Do you already have the disks? Typically the cost per GB on 1 TB drives is much higher than 2 or 3 TB drives.

As you mentioned FreeNAS, I'd suggest you grab at least 8GB of RAM as they say that is required nowadays. If that concerns you, you could certainly try a different platform. You may also want a flash drive to boot the OS from. Most tend to have the OS separate from the storage.

As for components, I believe the parts I mentioned are generally good. If you find you need more, just look for the cheapest I3, but that'll likely to at least be twice the cost of the Pentium.

As for the drives:
Western Digital WD10EFRX Red 3.5" 5400RPM 1TB 64MB $0.058 (10) $57.99 Add
Western Digital WD20EFRX Red 3.5" 5400RPM 2TB 64MB $0.043 (11) $85.95 Add
Western Digital WD30EFRX Red 3.5" 5400RPM 3TB 64MB $0.037 (24) $109.99 Add

The number just past the cache is $/GB. You'd pay nearly 6 cents per gigabyte for a 1TB drive vs just under 4 cents per GB on a 3 TB drive, which appears to be the sweet spot in terms of value.
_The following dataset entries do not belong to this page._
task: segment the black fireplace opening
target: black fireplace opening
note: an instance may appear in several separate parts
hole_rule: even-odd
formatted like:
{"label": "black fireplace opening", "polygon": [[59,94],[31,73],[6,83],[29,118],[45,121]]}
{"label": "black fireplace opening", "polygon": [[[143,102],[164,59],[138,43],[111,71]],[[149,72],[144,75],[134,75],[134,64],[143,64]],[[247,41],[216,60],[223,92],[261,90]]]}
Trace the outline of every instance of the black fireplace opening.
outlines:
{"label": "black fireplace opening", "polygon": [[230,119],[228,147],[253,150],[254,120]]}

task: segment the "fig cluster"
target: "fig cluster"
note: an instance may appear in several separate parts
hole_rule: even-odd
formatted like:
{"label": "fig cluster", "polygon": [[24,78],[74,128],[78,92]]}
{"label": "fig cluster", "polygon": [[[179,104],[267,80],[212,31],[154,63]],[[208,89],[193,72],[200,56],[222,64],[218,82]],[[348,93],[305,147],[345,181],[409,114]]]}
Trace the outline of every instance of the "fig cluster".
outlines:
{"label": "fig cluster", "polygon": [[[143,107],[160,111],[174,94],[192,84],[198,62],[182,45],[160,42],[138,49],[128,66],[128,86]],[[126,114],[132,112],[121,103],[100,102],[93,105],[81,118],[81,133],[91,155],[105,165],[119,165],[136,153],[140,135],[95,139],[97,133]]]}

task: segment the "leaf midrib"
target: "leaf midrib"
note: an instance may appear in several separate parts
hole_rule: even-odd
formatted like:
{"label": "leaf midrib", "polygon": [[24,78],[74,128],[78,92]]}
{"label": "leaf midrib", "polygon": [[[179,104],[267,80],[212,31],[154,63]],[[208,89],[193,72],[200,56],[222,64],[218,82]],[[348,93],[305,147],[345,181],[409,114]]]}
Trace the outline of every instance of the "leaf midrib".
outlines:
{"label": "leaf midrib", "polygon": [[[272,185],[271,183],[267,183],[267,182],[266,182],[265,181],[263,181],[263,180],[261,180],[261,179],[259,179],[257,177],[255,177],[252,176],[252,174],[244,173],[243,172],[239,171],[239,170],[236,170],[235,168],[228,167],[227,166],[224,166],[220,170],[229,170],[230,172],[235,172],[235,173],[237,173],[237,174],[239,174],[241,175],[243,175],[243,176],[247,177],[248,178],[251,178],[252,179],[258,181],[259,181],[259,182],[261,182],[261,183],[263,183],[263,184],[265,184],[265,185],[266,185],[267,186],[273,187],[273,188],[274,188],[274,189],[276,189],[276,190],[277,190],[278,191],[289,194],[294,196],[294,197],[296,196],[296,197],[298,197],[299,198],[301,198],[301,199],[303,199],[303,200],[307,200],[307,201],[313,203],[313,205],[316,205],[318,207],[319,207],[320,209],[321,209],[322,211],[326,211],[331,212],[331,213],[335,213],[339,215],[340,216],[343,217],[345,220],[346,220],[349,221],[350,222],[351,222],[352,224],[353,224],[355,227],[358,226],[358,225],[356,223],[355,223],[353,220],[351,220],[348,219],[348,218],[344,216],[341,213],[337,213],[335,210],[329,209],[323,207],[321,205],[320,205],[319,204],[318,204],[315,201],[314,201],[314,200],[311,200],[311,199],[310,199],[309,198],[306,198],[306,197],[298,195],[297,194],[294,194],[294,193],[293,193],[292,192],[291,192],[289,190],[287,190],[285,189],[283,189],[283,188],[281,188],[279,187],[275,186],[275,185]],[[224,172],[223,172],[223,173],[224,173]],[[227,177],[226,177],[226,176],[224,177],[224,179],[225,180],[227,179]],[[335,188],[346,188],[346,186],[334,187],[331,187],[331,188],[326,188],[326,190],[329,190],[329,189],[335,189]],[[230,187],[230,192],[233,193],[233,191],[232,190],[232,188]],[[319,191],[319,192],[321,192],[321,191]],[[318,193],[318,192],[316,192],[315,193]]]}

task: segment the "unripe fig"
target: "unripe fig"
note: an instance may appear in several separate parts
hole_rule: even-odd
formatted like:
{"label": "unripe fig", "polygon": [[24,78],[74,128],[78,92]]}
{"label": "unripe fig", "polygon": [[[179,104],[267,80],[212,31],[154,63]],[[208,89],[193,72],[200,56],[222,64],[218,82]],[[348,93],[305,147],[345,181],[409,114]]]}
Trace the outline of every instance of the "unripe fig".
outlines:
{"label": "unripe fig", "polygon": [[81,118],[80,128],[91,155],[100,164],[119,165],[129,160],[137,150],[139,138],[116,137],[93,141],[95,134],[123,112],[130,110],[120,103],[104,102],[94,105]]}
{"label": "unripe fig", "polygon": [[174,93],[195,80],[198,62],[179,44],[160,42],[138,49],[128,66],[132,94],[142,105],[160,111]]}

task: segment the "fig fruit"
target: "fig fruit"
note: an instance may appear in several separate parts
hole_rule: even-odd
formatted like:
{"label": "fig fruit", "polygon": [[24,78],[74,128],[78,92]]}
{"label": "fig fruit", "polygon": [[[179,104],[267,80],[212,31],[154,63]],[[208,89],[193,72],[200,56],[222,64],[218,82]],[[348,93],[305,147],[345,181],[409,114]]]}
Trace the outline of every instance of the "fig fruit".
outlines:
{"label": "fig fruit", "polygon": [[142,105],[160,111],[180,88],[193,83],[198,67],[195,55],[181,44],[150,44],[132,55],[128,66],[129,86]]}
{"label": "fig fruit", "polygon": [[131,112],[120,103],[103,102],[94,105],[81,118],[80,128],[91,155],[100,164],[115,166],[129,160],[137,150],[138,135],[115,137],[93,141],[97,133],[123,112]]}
The 2TB drive is just over 4 cents, so it's a pretty good in between spot.

Like others, I'd recommend at least three drives, but no one will know what you need but you.

Also, the case and board in my build is suppose to support 6 x Sata3 3.5 inch drives, which I why selected them.
 
http://pcpartpicker.com/p/zmqHgs

This should work for a basic system. It's got room for up to six hard drives, and is a fairly compact box. 8GB of RAM and a not-an-Atom CPU mean you can at least experiment with VMs and other server functions, and transcoding should work well for 1-2 clients.

Add as many TBs of storage space as the budget allows, I guess.

Estimating likely performance is... tough. It can depend a lot on the clients and the type/amount of data you're moving. My NAS (server in sig) will transfer data at around 100MB/sec pretty reliably, but it varies quite a bit with the NIC/drivers that the client is using. Not to mention the usual caveats about switches, WiFi, etc.
 
Seems like a good build. However, is that psu good for 24/7 operation? And what do you think the noise level on that build would be?
 
Seems like a good build. However, is that psu good for 24/7 operation? And what do you think the noise level on that build would be?

Should be. Noise level would be similar to an off the shelf office PC - most PSUs are fairly quiet, as are WD Reds. It's the CPU coolers and video cards that create most of the noise.
 
As far as a NAS OS goes, I'm going to give my usual spiel: FreeNAS is great, the community sucks though. NAS4Free is the same core tech. unRAID makes better use of a bunch of different-sized HDDs as well as spinning down individual drives for power savings. Your best bet if you want ultimate flexibiliity and feature support is a generic Linux installation which you can then configure to suit, but it's more complicated.
 
My addendum:
1. If you are going to use FreeNAS, do not use hardware RAID, use RaidZ with ZFS.
2. Install FreeNAS on a USB stick as recommended in their instructions. If you don't want a USB stick on the outside of the case, use an internal USB header
3. 2GB of RAM per every TB of disk space
4. 1TB is really nothing these days, I'd invest in bigger capacity disks and be good for a few years.
5. I heared some bad stuff about WD Reds, if you can find a nicely priced HGST instead I'd recommend them over WD or Seagate any day.